Alfredo Toro Hardy
La noción de Occidente tiene su punto de partida en el Emperador romano Constantino, cuando imperio e iglesia cristiana se fusionan. En esta amalgama entre cristiandad y tradición clásica se origina un modelo de vida y de sociedad de rasgos particulares.
De acuerdo a J. M. Roberts: “En el corazón del cristianismo, una vez que San Pablo hizo su trabajo, se encontrará el concepto del alma individual. Ese respeto por la individualidad venía a la vez de Roma a través de sus nociones de la ley y de los derechos legales, habiendo heredado de la antigua Grecia el énfasis en la autonomía moral... Su importancia (la del individuo) puede ser debidamente valorada en la medida en que se encuentra ausente de las otras grandes culturas”(The Triumph of the West, Boston: Little, Brown and Company, 1985).
Según señala Tom Holland, el hecho de que Grecia hubiese prevalecido milagrosamente en contra de la invasión de los persas en el 480 A.C., permitió que se sentaran las bases de Occidente. De acuerdo él: “Como súbditos de un rey extranjero, los atenienses nunca hubiesen tenido la oportunidad de desarrollar su cultura democrática única. Mucho de lo que distinguió a la civilización griega hubiese sido abortado. El legado heredado por Roma y trasladado luego a la Europa moderna se hubiese encontrado sustancialmente empobrecido... Si los griegos hubiesen sucumbido a la invasión de Jerjes es muy poco probable que hubiese logrado forjarse esa entidad llamada ‘Occidente’” (Persian Fire, London: Little, Brown, 2005).
A la vez, y según refiere Roberts, las islas de espiritualidad representadas por los monasterios europeos, en tiempos de las invasiones bárbaras, permitieron preservar el legado de una civilización que de lo contrario hubiese podido perderse. Según sus palabras: “Los monasterios se transformaron en las células que preservaron y transmitieron la carga genética de una civilización...manteniendo viva una cultura cuando las escuelas y bibliotecas que le daban vida, en las ciudades del viejo mundo clásico, habían ya colapsado”.
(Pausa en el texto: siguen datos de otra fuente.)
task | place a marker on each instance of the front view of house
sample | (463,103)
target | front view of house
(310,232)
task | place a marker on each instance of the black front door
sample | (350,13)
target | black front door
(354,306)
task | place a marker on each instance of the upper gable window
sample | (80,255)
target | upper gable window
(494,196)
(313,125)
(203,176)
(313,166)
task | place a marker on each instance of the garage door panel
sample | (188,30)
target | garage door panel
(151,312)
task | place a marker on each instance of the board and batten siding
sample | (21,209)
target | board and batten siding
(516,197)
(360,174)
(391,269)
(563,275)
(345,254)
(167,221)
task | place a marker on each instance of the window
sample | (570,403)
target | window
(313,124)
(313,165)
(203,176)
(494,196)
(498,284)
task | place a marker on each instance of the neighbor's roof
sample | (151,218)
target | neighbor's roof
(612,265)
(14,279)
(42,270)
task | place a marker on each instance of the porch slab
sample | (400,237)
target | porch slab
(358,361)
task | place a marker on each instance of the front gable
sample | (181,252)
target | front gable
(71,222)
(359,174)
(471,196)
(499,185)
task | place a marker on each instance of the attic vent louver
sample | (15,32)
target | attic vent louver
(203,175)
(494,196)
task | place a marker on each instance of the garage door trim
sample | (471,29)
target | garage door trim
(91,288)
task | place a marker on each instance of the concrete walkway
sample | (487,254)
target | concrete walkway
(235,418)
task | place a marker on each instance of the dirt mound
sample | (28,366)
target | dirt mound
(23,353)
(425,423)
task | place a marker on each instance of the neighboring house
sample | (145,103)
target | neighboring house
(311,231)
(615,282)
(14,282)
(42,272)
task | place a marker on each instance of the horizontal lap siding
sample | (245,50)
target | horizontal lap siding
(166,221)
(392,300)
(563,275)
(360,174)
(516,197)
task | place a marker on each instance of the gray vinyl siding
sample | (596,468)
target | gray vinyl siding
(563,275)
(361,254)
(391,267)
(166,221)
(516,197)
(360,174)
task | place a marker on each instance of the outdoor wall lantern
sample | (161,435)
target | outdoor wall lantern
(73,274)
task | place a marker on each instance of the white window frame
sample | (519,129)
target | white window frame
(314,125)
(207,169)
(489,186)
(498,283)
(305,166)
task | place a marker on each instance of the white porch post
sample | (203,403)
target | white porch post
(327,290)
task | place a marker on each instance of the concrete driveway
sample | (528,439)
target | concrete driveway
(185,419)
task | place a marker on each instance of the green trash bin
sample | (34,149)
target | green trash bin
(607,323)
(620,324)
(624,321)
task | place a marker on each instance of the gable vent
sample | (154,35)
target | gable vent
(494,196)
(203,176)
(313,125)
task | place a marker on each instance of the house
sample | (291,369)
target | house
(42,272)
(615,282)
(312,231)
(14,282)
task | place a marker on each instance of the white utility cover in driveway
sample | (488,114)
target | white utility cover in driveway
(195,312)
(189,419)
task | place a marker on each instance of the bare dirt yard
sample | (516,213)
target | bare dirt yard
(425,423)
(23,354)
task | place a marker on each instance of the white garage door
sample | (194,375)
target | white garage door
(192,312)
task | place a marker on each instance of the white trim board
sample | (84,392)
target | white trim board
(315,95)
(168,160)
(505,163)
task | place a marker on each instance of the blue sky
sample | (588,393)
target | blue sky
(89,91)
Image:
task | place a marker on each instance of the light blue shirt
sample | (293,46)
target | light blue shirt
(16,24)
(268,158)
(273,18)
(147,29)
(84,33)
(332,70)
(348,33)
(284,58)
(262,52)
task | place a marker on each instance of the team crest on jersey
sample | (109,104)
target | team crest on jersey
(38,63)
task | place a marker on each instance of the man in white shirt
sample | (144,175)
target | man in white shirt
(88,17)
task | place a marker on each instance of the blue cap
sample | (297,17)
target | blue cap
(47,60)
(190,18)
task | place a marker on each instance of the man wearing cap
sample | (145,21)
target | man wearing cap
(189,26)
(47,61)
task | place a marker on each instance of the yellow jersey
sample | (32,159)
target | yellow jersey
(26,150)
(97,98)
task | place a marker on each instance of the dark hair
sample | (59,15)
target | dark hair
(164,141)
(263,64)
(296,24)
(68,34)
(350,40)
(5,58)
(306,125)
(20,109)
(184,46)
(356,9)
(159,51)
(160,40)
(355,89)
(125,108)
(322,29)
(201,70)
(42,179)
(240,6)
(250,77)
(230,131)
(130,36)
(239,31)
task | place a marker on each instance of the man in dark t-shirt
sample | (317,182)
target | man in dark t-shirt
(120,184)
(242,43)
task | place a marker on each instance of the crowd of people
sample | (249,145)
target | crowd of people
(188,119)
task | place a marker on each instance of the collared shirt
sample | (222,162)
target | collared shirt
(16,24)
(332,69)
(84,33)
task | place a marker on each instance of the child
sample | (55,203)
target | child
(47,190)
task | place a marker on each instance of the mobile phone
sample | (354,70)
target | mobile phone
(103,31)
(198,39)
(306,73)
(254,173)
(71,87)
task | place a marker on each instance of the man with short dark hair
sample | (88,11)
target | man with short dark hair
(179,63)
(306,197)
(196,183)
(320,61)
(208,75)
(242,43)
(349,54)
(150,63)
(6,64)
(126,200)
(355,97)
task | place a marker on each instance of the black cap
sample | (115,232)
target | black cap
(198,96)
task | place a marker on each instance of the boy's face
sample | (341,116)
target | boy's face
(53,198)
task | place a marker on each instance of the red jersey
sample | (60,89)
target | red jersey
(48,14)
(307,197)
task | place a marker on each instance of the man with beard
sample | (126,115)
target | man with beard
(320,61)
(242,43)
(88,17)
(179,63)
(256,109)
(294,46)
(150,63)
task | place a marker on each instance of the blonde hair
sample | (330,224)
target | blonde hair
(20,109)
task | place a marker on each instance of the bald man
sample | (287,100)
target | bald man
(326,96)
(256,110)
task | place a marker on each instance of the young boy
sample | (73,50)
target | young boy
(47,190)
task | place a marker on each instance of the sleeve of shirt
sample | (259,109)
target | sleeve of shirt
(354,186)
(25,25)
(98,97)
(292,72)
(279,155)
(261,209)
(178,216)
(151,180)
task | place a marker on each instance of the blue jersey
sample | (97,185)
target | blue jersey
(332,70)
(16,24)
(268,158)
Esta matriz civilizatoria, resultado de un proceso evolutivo muy particular, habría de afianzarse en Europa y por extensión también en otras latitudes. De acuerdo a Roberts, esta herencia se transplantaría a América del Norte y del Sur, Australia, Nueva Zelandia y Africa del Sur.
Para Samuel Hungtinton, en cambio, América Latina se encontraba fuera de este ámbito, no formando parte de Occidente (The Clash of Civilizations and the Remaking of World Order, New York: Simon & Schuster, 1996).
Habría de ser Huntington quien, a finales del siglo XX y comienzos del XXI, mostrase mayor interés por el tema de la civilización Occidental. El retomaba de Oswald Spengler no sólo la categoría de civilización para referirse a Occidente, sino también la noción de decadencia que aquel asociaba con esta civilización (The Decline of the West, Oxford: Oxford University Press, 1991). Hungtinton visualizaba a un Occidente rodeado de retos y enemigos y en inevitable estado de declive. Entre los adversarios, él no sólo identificaba a la implacable animadversión proveniente del mundo islámico, sino también al reto planteado por una China en ascenso. Más aún, en el caso de Estados Unidos, que él situaba como el epicentro contemporáneo de Occidente, el riesgo mayor pasaba a ser la invasión silenciosa proveniente de Hispanoamérica. En efecto, una Hispanoamérica portadora de valores en conflicto con la identidad estadounidense y susceptibles de erosionar fuertemente a aquella (¿Quienes Somos? Los Desafíos de la Identidad Nacional Estadounidense, Barcelona: Paidós, 2004).